Mais alors, la sensibilisation des utilisateurs est-elle insuffisante ou inefficace ? Pour Karla Burnett, ingénieure en sécurité chez Stripe, un spécialiste du paiement en ligne, la bonne réponse est hélas la seconde.
Trop peu de temps de cerveau disponible.[modifier]
A l’occasion de la conférence Black Hat qui se déroule actuellement à Las Vegas, Karla Burnett a présenté ses travaux de recherche, citant notamment le livre de Daniel Kahneman publié en 2011, Penser, vite et lentement. Celui-ci décrit deux modes de pensée distincts à l’Å“uvre dans le cerveau humain : le premier est rapide, instinctif et souvent… crédule. Le second est plus lent, méthodique et sceptique.
Pour Karla Burnett, c’est simple : il est virtuellement impossible, y compris pour les utilisateurs les plus préparés, de faire la différence entre un mail légitime et une copie visant à le piéger : « cela ne dépend pas de vos capacités techniques. Cela s’applique à tous.

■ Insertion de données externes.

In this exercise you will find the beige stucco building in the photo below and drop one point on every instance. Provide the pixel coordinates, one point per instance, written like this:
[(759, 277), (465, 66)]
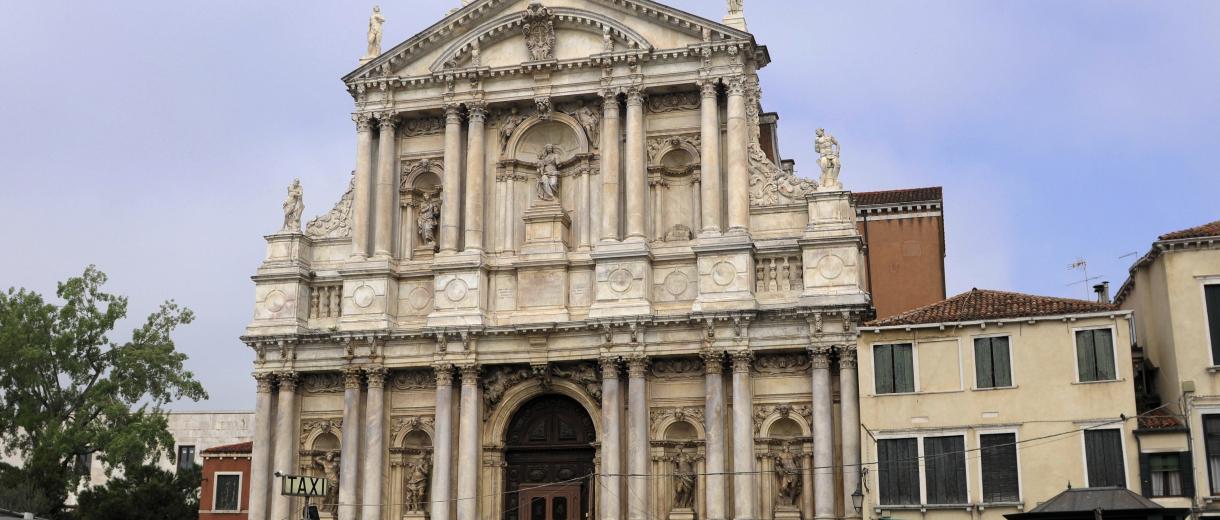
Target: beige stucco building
[(990, 403), (572, 277), (1175, 294)]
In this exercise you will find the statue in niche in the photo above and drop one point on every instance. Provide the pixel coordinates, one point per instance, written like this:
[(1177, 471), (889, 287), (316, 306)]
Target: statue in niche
[(430, 217), (511, 122), (787, 473), (293, 208), (827, 147), (548, 172), (330, 465), (375, 31), (415, 491)]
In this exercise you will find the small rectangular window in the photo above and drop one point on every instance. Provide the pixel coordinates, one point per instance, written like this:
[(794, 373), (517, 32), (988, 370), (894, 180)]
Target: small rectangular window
[(1103, 454), (1094, 355), (993, 363), (894, 368), (228, 490)]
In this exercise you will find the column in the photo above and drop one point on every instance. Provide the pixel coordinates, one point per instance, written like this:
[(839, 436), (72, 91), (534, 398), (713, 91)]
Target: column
[(383, 211), (361, 198), (450, 194), (476, 175), (637, 438), (710, 158), (738, 158), (714, 415), (286, 436), (260, 460), (636, 167), (469, 446), (824, 435), (349, 462), (610, 491), (442, 446), (849, 421), (744, 491), (610, 165), (375, 442)]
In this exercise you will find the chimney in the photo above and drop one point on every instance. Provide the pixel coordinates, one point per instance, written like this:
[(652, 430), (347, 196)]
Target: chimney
[(1103, 292)]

Tout le monde est vulnérable à cela ». Mais pourquoi donc ?
Parce que le temps manque pour analyser les messages entrants avec le second mode pensée décrit par Daniel Kahneman : « il n’y a tout simplement pas assez de temps pour cela dans une journée ». Surtout, selon Karla Burnett, les efforts de sensibilisation et de formation sont inadaptés.
Elle estime ainsi que « pour le moment, la formation au phishing est centrée sur l’entraînement des personnes à regarder des URL ou à survoler des liens. Tout cela relève du second mode de pensée, pas du premier ». Et c’est pourtant sur celui-là qu’il conviendrait de s’appuyer car « l’entrainement au hameçonnage n’est utile que lorsque l’on est déjà méfiant ».
Des expériences édifiantes[modifier]
Pour étayer sa réflexion, Karla Burnett a « testé » les ingénieurs de son entreprise, à travers trois campagnes de phishing interne. La première a été lancée fin 2014, en répliquant des messages légitimes de Slack. Le taux de conversion de l’e-mail au faux site Web mis en place était bon, mais mauvais au-delà « domaine incorrect, et manque de connexion HTTPS alertait » les utilisateurs.
La seconde campagne a été lancée quelques mois plus tard, en copiant GitHub cette fois-ci. En essayant d’affiner, notamment avec l’utilisation d’une connexion HTTPS à la page Web frauduleuse, mais aussi un sous-domaine sur github.io : logln.github.io (mais pas login.github.io, bloqué par GitHub). La version HTML du faux e-mail a converti plus de 50 % de ses destinataires.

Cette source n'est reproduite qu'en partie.